Hikaye olarak daha önceki üçlemeyi oynamamış olsanız dahi, Deponia Doomsday isimli yapımla ile gayet eğlenceli saatler yaşayacağınızın garantisini verebiliriz. Senaryo olarak bizleri tatmin eden Doomsday’de sıra dışı mizah anlayışlarına dayanan diyaloglar oyunu rakiplerinden ayıran en büyük öge olarak karşımıza çıkıyor. Söz konusu Rufus ve onun başına gelen olaylar olunca, ciddi anlamda komik diyaloglar sizleri bekliyor. Fakat, oyun Almanca tabanlı olduğu için İngilizce diline çevirildiği zaman bazı espirilerin de havada kaldığını belirtelim.
Peki, bu hikayede biz neler yapacağız? Şehrimizi kurtarmak için önümüze çıkan sorunları bulmaca çözercesine halledip günün kahramanı olacağız! Açıkcası, üçlemede olduğu gibi Deponia Doomsday de bulmaca olarak bizleri bir hayli zorluyor. Point and Click türü olarak karşımıza çıkan oyunun Deponia’nın çöplerden meydana gelmesi de, bu türde bir oyun için biçilmiş bir kaftan olduğunu söyleyebiliriz. Farenin tuşları ile etkileşim, scroll yardımı ile kısa tuşlar ile envantere ulaştığımız oyun içerisinde, “Space” tuşu ile ise etrafımızda yer alan ve etkileşime geçebildiğimiz karakter ve nesneleri görebilmekteyiz.
Başarılı bir senaryo ve diyaloglar, Deponia serisinin çizgi film tarzıyla buluşunca; üçlemedeki grafik tadını bizlere hoş bir şekilde tattırdığını belirtelim. Karakter tasarımları ile birlikte mekan tasarımlarının da başarılı olduğu yapımda yer alan animasyonlar da diyaloglara göre şekillenince yeme de yanında yat. Övgüleri hak eden grafikler ile birlikte oyunda bize daima eşlik eden ve bir süre sonra bizi hipnoz ettiğini tahmin ettiğimiz oyun içi sesler ve kullanılan müzikler de yapıta uyum sağlayarak oyun süresini uzamayı başarıyor.
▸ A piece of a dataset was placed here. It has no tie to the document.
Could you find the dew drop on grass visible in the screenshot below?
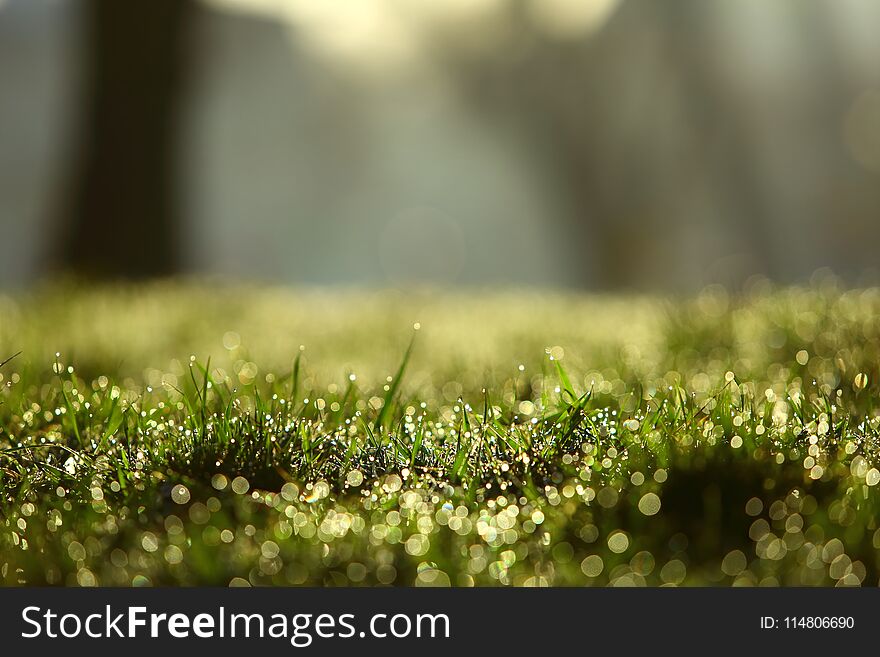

Deponia Doomsday hikayesinden ve karakterlerinden daha fazla bahsetmek isterdik fakat derine indiğimiz sürece oyunda yer alan büyük olaylar ve bunların sonucunda meydana gelen sürprizleri kendiniz deneyim ederseniz daha heyecanlı olacağını söyleyelim. Yeni nesil oyunlar arasında bu tür eğlenceli ve sorunsuz oyunların yer alması da bizleri bir nebze mutlu ediyor. Özellikle türüne göre zorlu bulmacaların bulunması da oyun zevki açısından sizleri de bir hayli tatmin edecektir.